Residents lower energy consumption
November 15, 2011
SCHOFIELD BARRACKS, Hawaii -- From wind, sun and water power to geothermal advances and bioenergy, the global urgency to become more energy efficient has never been more apparent.
Wherever you go around the island, you're bound to see energy-efficient cars, solar panels on buildings and homes, and even windmills generating massive amounts of power.
"Everyone is doing their part to become more energy efficient, and the Department of Defense is at the forefront," said Col. Douglas Mulbury, commander, U.S. Army Garrison-Hawaii. "DOD has some aggressive but achievable goals for military installations to be more efficient in their use of energy, to conserve our natural resources and to be good stewards of the environment we live and work in."
At USAG-HI, one program that got underway in July is the Office of the Secretary of Defense policy that holds Soldiers and their families living in military residential communities responsible for their utilities.
The policy states that residents exceeding their baseline -- the average amount of energy used by homes in their profile -- are responsible for paying for excessive use.
The policy also states that residents coming under their baseline can receive a cash rebate.
More than 3,300 homes in Island Palm Communities are now receiving live utility statements, following a year of mock billing.
New residents are informed about the program upon signing their leases, which specifies their responsibility to pay for excessive utility use.
Following the August billing period, 17 percent of families received a rebate and 23 percent received a bill. Sixty percent of residents in live billing are successfully managing their use, receiving neither a credit nor a bill.

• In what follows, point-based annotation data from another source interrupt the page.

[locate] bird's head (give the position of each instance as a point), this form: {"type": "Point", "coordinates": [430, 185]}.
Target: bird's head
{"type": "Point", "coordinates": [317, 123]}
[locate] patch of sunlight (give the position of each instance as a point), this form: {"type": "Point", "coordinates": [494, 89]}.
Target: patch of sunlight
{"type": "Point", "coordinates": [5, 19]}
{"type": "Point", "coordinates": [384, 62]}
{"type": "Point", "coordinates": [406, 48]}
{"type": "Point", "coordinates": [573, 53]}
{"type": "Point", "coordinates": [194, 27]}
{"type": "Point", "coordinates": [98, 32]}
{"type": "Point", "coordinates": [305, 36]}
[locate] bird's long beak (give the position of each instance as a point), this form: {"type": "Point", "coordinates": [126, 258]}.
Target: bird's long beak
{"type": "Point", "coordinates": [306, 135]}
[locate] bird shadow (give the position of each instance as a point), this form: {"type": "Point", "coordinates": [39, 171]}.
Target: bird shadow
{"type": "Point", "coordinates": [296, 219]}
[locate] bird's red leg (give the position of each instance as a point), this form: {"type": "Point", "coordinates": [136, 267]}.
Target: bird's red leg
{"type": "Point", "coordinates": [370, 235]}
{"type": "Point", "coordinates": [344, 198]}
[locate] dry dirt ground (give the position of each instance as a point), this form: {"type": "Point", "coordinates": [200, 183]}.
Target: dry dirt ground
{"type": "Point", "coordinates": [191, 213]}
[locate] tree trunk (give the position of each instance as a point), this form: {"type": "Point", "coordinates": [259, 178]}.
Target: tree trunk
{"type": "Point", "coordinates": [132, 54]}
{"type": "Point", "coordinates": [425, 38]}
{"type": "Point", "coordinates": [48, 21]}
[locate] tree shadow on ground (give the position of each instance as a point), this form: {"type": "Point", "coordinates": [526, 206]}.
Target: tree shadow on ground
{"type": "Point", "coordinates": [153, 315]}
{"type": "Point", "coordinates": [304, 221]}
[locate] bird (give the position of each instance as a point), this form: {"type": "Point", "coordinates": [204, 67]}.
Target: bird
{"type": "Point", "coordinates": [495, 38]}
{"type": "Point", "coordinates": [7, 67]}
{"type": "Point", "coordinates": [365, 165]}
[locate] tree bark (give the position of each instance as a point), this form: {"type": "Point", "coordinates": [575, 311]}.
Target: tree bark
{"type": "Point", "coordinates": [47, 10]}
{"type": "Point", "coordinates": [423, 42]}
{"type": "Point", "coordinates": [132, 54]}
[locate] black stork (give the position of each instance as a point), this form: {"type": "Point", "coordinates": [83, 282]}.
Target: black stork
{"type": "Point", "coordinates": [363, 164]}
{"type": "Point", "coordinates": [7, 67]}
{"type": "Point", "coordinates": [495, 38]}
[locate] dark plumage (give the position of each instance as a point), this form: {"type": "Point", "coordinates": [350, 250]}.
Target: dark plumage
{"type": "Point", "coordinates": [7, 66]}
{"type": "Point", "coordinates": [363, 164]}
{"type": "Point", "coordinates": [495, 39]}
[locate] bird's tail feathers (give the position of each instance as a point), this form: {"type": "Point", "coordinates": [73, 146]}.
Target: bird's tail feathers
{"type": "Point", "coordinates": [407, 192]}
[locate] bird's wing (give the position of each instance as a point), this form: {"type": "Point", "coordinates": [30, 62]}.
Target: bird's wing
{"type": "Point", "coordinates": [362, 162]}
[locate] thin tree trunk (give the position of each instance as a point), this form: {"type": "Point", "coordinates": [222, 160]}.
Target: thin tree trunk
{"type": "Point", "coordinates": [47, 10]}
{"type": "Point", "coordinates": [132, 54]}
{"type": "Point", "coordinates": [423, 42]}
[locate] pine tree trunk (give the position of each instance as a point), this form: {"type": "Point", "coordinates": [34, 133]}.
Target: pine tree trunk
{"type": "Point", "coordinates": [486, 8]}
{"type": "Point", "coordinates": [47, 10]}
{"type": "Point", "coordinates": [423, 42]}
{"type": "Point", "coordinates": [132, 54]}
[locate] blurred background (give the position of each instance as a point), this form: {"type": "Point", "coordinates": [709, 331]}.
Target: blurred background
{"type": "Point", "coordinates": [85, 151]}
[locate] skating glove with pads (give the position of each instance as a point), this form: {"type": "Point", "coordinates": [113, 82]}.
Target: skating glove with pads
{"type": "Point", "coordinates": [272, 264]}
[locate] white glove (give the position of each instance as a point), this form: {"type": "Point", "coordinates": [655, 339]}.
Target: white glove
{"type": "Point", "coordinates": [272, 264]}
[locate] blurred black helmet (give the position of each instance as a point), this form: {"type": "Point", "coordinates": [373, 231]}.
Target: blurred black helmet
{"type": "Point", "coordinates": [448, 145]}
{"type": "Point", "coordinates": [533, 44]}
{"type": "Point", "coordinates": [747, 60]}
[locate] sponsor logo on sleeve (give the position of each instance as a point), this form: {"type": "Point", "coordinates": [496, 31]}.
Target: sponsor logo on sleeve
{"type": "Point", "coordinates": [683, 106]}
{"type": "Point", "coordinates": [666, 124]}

"It's good to see so many of our families doing their part to conserve," Mulbury said. "For families receiving a bill, I want to emphasize your obligation to pay it and encourage you to do so the month it becomes due. If you don't and continue to exceed the baseline, the amount owed will only increase."
A Soldier's command will be notified should a utility bill become 90 days past due. Additionally, the family will not be allowed to clear housing until any balance owed is paid.
Mulbury acknowledged that Hawaii's energy rates are among the highest in the nation, with a residential rate of 33 cents. However, IPC residents receive a discounted rate and no surcharges or taxes are added to their consumption statements.
"Our families are also living in some of the most energy-efficient homes on the island," Mulbury said.
Energy-efficient features can be found in the design of a home and materials used to build it, as well as its appliances.
"We have a great foundation in place, and I look forward to more families supporting an important DOD initiative to conserve energy and take advantage of the benefits the program offers," Mulbury said.
The Army is taking steps to reduce its total energy usage while increasing its use of renewable energy. This year, the Army began the Net Zero Installation initiative to bring total resource consumption (energy, water and waste) on an installation down to an effective rate of zero.
USAG-HI's sustainability initiatives include Leadership in Energy and Environmental Design-, or LEED-, certified neighborhoods; photovoltaic solar-powered communities; and energy-efficient home design.
You can do your part:
Manage and view daily energy consumption online at www.esoems.com. Contact ista at (800) 569-3014 or email firstname.lastname@example.org to gain a better understanding of your energy use and consumption.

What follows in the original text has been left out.